Litany | Abhinav Shukla

Epigraph: "il n'y a pas de hors-texte"

- Jacques Derrida

Poem:

While we slept, the city crawled out of the night and became itself again; a drunkard

stumbling into blind traffic yelled prophecies onto the freeway glare, the newspapers

were all over it like dogtongue and dogteeth chewing and slurping on words hoping

they add up to something. They did add up to something while we slept; the world

and its pus oozing out of the bone in the broad void of midnight. A flick of the tongue,

a purse of the lips, parentheses on the run. Shadow after shadow on the brickwall,

the firewood guzzling scriptures down its throat, the night brimming with prophets

of protrusions. While we slept we were beautiful. Our twisted limbs and closed eyes

nudging closer (to God) than we have ever been, your name was a prayer and I

murmured it all night in a nightmare made up of all the times I told you I hate you.

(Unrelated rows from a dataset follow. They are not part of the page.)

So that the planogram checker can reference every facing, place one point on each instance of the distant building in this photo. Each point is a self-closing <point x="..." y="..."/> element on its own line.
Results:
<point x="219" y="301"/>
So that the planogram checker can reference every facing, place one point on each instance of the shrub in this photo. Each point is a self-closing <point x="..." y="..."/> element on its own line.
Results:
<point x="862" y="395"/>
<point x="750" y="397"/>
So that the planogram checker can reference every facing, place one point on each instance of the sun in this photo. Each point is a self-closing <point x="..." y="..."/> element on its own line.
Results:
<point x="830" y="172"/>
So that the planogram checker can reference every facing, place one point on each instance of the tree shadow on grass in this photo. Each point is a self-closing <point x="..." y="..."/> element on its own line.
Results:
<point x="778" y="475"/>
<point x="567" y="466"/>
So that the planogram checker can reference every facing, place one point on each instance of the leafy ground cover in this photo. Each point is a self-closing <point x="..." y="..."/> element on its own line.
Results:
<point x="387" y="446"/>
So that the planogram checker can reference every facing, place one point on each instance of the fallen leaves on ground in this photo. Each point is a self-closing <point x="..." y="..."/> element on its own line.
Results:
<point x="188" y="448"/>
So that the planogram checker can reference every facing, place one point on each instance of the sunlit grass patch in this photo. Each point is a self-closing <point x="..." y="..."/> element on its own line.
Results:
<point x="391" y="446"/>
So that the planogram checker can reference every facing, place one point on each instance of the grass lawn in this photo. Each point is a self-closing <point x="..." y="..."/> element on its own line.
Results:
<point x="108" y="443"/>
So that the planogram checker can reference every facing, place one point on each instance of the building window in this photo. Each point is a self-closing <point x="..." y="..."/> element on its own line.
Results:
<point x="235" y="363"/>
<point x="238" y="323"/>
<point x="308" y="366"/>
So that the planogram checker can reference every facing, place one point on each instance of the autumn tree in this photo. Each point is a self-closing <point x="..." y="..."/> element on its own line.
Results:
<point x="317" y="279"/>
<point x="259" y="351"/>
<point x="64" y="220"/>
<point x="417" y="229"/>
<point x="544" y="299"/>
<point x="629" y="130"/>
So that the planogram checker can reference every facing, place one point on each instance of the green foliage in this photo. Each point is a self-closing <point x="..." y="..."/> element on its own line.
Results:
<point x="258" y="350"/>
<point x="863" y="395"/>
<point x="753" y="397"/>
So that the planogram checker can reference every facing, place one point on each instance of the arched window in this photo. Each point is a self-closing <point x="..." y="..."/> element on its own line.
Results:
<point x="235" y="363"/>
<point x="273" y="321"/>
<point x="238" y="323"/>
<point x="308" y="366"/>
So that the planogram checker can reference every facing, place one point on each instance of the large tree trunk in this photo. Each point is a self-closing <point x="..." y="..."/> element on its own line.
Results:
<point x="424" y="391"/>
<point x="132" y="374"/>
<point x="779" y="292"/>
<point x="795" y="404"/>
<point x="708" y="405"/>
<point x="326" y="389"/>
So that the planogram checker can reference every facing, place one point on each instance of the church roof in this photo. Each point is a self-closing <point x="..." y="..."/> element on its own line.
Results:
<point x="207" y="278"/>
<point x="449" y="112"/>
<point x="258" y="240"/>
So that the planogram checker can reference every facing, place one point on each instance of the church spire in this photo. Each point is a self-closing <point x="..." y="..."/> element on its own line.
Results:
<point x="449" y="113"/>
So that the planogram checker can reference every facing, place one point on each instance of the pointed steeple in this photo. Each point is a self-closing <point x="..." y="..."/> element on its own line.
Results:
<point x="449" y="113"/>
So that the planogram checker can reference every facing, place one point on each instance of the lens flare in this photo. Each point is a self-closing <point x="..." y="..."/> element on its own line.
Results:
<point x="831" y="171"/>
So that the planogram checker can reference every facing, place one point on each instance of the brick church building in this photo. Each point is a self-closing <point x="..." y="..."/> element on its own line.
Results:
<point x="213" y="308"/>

A word travelled to the edge and fell right off the throat of the earth. Truth was

a portrait of asphalt dotted with potholes and pigeon carcass leading nowhere,

and the world I knew from when I was a child, grieved like a child lost in a metropolis

it knows nothing about; tears curled on the inside of their eye, the scleras of the world

crisp like a corpse, temples and mosques lined with logic in bad faith, slogans

like a wound beating on the ear, all in funeral for the word. While we slept, a metaphor outlived itself, so it became a cliche. Moonlight lovers were singing to each other

the sonnets of how we're beautiful because we're made of stardust when a loner

across the street screamed, "so was Hitler". Why do we do the things we do?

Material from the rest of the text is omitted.